One of the side effects of these experiences was that I began to feel others’ spiritual grief and pain in an almost physical way.  I’m not saying that I became clairvoyant or anything bizarre and off the wall like that, but that I changed in such a way that I now very strongly commiserate when I learn of others’ pain.

Then, about a year after the death of my son, people began to talk to me about their problems.  Many of these people were complete strangers who approached me in public out of the blue.  Some were people I had known in high school or past jobs, but with whom I had had no contact for years.  A few were friends of friends.  In most cases, I would have had no way of helping these people if I had not gone through “Hell on Earth” myself.  After such a deluge of people seeking help that I was able to provide only through God’s words, which had been such a comfort to me in my own trials, I was left with no choice but to believe that these people were sent to me by God.  I have concluded that God wants me to encourage His people, whether they are in some minor trouble or in the midst of the darkest season of their lives.
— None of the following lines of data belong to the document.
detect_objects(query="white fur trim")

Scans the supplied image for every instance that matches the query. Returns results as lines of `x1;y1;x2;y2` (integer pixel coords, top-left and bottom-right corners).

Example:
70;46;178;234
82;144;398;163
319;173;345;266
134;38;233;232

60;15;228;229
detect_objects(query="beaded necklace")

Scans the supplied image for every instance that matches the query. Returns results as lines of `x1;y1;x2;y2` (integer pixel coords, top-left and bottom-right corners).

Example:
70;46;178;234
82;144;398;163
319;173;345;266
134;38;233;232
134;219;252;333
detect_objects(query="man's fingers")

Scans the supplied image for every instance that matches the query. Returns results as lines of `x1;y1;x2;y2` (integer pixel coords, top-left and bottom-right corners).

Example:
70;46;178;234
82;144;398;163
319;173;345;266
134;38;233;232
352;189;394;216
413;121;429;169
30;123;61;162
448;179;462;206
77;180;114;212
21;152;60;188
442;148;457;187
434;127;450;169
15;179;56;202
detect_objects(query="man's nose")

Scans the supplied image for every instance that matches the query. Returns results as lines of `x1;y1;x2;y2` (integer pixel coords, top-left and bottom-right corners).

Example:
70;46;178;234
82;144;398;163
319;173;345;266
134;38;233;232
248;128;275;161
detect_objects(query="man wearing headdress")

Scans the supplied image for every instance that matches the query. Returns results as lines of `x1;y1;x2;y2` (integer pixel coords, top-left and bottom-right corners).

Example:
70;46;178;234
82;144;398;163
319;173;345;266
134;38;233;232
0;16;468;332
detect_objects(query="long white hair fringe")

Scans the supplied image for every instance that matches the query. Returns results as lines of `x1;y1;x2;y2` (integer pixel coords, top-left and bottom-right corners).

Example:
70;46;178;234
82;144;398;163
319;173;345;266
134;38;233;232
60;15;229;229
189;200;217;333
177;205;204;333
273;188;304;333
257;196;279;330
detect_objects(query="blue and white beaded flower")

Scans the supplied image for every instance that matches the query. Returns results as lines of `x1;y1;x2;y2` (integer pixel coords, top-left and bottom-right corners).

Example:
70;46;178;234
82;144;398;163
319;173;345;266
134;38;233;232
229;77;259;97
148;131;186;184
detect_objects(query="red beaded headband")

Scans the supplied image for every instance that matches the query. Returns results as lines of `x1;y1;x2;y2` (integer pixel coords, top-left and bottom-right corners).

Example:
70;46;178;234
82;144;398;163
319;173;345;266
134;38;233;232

So what’s with the name “Light Afflictions?”  Certainly a mind-altering chronic illness and the death of a child deserve a far weightier description, right?  Well, no.  Believe me, I’m not belittling my child’s death.  I’m leaning on 2 Corinthians chapter 4, in which Paul explains that although the glorious gospel is contained within us, we are weak and fragile earthen vessels, or jars of clay as some have said.  Remember when God, through Gideon’s 300 men, overcame the entire Midianite army in part by hiding lights in clay pots?  It was only when those clay pots were smashed that the light came out. Paul is alluding to this account – We are clay pots that experience brokenness and suffering so it can be obvious that the power and glory contained by us originate with God and not with us.

Paul describes in this chapter the types of trouble he and those with him had experienced, and the issues were both physical and spiritual. They were pursued by enemies, persecuted, tortured, and put through great suffering. Eventually, many of them were put to death. Yet he comments that even as the outward man weakens, the inner man is renewed day by day.  Then in verse 17 he astounds us by calling these horrible problems “our light affliction, which is but for a moment” as compared to the glory that will come about because of them and which will last eternally.  Paul ends the chapter by presenting us with a coping strategy: We look at the unseen things which are eternal, and not the visible things that are temporal.

In the scope of a glorious eternity, our troubles are indeed small, but we all need encouragement to keep our eyes, hearts, and minds where they ought to be.  Providing that encouraging hope is the reason I have created LightAfflictions.com.  I sincerely want you to find many blessing among its pages.